その他、過眠症(ナルコレプシーなど)やうつ病、甲状腺機能低下症、糖尿病、薬の副作用なども原因となります。また、夜間のスマホ使用や不規則な生活リズムによる「社会的時差ぼけ」も要因のひとつです。日中の眠気は、運転や仕事の安全にも関わる重要な症状です。頻繁に居眠りしてしまう、眠気で生活に支障がある場合は、睡眠状況の検査や血液検査などで原因を特定し、適切な対応が必要です。

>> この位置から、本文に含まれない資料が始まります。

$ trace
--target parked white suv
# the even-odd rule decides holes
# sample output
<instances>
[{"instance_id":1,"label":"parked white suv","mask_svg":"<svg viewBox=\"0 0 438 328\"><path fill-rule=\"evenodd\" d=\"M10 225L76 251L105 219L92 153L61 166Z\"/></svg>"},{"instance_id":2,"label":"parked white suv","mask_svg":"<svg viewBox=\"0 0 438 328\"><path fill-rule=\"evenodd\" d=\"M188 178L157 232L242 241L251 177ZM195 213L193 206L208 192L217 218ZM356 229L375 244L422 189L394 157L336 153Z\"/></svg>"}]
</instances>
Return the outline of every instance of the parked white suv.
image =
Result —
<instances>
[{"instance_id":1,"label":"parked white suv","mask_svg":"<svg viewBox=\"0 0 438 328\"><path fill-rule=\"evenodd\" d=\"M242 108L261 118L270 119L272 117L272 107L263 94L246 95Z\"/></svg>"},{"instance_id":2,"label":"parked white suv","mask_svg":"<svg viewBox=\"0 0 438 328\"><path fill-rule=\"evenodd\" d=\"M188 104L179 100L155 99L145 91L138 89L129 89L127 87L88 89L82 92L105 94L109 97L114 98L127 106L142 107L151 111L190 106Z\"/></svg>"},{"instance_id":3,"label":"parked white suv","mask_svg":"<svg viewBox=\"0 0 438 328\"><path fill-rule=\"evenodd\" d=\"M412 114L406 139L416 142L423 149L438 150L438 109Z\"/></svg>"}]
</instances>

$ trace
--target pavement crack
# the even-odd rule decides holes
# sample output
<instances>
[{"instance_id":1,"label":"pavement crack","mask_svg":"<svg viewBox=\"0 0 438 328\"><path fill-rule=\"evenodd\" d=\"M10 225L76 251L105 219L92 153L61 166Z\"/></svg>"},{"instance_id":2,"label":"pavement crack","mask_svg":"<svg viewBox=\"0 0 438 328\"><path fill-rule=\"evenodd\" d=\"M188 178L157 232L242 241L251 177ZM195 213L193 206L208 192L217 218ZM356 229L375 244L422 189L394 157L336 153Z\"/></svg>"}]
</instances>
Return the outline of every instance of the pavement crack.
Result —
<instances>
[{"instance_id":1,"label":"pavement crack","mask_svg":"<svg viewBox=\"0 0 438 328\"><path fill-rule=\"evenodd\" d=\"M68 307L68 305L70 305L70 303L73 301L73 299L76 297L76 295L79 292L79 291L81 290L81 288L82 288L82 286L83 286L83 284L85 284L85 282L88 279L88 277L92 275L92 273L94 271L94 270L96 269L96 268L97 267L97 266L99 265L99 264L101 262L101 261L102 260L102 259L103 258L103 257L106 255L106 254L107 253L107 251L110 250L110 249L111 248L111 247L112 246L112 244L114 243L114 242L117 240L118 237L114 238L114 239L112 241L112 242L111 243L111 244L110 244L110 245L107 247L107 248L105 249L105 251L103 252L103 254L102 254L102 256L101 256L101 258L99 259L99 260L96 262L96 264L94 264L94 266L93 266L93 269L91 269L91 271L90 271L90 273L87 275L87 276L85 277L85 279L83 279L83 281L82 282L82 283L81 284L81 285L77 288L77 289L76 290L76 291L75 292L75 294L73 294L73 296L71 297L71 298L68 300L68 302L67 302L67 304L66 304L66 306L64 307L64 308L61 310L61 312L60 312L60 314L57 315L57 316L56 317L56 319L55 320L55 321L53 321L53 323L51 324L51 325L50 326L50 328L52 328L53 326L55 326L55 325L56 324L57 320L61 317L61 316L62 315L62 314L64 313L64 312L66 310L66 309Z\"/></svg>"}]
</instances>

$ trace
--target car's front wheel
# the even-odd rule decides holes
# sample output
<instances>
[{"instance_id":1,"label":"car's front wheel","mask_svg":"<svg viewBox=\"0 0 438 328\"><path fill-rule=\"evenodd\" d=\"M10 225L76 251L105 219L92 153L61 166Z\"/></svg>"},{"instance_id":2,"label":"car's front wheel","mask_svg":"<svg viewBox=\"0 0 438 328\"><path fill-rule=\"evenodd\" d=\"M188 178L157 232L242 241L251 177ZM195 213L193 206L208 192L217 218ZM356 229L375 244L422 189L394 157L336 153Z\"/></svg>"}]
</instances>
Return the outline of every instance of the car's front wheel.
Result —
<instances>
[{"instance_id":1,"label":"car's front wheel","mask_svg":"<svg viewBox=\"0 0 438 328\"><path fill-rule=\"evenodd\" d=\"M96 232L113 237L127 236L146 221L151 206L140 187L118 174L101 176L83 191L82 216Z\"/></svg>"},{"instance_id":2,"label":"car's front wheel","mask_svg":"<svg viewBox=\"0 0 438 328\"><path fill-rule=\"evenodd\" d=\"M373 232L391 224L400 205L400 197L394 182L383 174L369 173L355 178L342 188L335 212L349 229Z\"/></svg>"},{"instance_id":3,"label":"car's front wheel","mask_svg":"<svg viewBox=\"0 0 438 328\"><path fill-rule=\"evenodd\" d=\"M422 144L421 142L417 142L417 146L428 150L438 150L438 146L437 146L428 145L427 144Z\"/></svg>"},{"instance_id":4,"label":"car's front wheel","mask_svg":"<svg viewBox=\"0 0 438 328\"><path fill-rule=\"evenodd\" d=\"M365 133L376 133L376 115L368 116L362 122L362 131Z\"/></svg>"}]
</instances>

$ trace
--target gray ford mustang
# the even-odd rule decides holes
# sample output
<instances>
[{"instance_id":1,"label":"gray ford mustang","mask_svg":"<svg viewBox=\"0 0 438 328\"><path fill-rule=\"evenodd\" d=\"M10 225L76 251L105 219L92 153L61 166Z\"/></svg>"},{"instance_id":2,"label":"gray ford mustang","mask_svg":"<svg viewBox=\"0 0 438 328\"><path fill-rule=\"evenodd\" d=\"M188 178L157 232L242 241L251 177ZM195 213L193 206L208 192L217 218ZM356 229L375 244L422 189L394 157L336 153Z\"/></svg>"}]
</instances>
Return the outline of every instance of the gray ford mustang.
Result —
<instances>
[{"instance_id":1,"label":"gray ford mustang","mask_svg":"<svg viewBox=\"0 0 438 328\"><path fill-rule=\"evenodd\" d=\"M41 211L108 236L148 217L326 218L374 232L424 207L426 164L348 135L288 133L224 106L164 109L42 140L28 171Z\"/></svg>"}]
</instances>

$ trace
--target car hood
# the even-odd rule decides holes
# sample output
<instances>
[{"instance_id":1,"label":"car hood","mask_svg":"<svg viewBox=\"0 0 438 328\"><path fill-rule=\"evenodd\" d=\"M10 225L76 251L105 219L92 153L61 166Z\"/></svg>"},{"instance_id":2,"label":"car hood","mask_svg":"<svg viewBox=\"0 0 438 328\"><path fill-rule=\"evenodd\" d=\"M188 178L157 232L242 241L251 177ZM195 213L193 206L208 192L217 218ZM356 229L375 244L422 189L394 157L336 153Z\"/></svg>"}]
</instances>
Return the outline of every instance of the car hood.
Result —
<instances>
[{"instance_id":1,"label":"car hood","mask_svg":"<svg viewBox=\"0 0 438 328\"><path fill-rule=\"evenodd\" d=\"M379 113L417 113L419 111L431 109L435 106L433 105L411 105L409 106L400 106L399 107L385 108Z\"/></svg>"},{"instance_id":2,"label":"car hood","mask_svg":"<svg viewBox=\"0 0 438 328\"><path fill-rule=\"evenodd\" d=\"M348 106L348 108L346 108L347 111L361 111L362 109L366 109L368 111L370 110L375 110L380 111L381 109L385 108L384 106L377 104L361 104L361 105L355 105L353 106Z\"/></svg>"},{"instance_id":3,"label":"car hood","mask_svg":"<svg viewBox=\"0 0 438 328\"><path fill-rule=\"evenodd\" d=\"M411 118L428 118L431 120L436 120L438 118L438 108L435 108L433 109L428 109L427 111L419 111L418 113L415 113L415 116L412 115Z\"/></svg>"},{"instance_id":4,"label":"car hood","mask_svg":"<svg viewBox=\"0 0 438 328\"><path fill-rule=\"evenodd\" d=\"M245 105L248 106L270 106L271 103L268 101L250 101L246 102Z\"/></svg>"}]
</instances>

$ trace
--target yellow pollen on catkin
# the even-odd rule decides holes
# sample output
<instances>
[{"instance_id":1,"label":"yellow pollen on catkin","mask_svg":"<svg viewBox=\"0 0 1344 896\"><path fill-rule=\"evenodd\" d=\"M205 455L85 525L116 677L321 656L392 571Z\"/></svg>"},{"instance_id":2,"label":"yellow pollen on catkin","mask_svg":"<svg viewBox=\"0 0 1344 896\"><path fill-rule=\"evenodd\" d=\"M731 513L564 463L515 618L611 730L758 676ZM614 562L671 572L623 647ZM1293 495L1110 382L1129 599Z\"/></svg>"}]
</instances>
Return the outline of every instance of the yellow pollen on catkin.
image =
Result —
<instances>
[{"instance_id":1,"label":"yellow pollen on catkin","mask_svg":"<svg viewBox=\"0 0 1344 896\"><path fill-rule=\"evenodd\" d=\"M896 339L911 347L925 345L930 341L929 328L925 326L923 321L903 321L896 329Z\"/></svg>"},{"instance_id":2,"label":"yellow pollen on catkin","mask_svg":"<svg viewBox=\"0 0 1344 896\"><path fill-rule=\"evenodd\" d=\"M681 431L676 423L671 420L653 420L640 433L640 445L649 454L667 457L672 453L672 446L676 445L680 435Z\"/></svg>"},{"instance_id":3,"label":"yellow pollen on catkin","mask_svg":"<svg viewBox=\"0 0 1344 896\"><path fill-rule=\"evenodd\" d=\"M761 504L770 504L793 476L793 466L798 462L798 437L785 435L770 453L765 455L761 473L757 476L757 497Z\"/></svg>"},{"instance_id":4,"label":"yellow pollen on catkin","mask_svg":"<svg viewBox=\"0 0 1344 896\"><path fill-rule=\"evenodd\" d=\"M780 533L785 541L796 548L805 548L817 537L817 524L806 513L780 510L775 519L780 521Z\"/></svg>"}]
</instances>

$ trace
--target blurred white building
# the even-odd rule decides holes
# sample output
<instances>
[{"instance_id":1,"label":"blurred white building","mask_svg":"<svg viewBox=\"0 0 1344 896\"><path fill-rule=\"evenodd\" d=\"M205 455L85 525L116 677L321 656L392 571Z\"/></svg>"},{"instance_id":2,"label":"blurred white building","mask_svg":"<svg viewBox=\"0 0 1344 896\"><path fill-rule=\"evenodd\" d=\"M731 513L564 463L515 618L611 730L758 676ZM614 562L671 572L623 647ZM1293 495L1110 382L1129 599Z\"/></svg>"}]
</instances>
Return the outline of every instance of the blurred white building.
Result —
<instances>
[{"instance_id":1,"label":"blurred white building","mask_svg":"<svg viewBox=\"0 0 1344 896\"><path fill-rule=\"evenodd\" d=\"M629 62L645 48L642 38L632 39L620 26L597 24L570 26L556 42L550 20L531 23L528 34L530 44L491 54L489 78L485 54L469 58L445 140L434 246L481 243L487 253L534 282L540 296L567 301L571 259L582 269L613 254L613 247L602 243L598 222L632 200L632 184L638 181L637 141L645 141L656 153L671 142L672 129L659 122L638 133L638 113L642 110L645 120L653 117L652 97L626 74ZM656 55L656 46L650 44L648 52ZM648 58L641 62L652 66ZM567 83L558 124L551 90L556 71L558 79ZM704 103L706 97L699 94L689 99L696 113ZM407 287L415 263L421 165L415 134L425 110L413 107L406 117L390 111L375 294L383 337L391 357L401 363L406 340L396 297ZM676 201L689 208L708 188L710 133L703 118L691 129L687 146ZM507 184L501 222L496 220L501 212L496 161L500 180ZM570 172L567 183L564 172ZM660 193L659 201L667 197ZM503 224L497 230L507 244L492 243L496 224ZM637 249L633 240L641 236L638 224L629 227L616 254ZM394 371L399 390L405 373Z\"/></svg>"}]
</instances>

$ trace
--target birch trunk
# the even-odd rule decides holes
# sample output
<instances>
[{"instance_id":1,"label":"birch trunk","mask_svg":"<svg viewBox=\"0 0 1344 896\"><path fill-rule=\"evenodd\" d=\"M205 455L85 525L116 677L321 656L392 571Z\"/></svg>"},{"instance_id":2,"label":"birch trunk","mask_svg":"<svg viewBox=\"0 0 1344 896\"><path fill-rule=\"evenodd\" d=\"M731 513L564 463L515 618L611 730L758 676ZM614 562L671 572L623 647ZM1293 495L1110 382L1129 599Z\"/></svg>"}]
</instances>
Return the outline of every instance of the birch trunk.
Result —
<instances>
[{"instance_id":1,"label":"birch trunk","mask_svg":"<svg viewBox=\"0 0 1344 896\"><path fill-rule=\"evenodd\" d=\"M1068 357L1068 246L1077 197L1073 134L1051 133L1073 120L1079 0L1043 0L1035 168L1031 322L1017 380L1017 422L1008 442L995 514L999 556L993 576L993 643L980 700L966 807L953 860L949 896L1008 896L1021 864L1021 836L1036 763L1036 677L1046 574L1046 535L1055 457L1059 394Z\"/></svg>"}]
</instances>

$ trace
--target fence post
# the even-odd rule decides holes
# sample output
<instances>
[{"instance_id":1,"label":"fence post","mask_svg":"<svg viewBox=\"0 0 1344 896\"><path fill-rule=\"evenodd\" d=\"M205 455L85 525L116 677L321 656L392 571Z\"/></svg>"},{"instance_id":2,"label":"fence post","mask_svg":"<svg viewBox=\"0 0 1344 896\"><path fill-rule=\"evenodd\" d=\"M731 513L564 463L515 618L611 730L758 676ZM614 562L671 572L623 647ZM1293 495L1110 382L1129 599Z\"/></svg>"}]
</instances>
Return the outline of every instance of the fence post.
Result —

「しっかり寝ているはずなのに疲れが取れない」と感じる場合、睡眠の“質”が低下している可能性があります。代表的な原因として「睡眠時無呼吸症候群(SAS)」があり、呼吸が断続的に止まることで脳が頻繁に覚醒し、深い睡眠(ノンレム睡眠)が十分に得られません。そのため、見かけの睡眠時間に反して体が休まらず、朝から疲労感を抱えることになります。
また、うつ病や自律神経の乱れ、慢性疲労症候群、ホルモン異常(甲状腺機能異常など)も関与することがあります。運動不足や栄養バランスの乱れも影響します。「睡眠時間は足りているのにすっきりしない」「日中もずっとだるい」といった状態が続くときは、単なる疲れではなく体からのサインかもしれません。生活習慣の見直しとともに、医療機関での検査や専門的なアドバイスを受けることが大切です。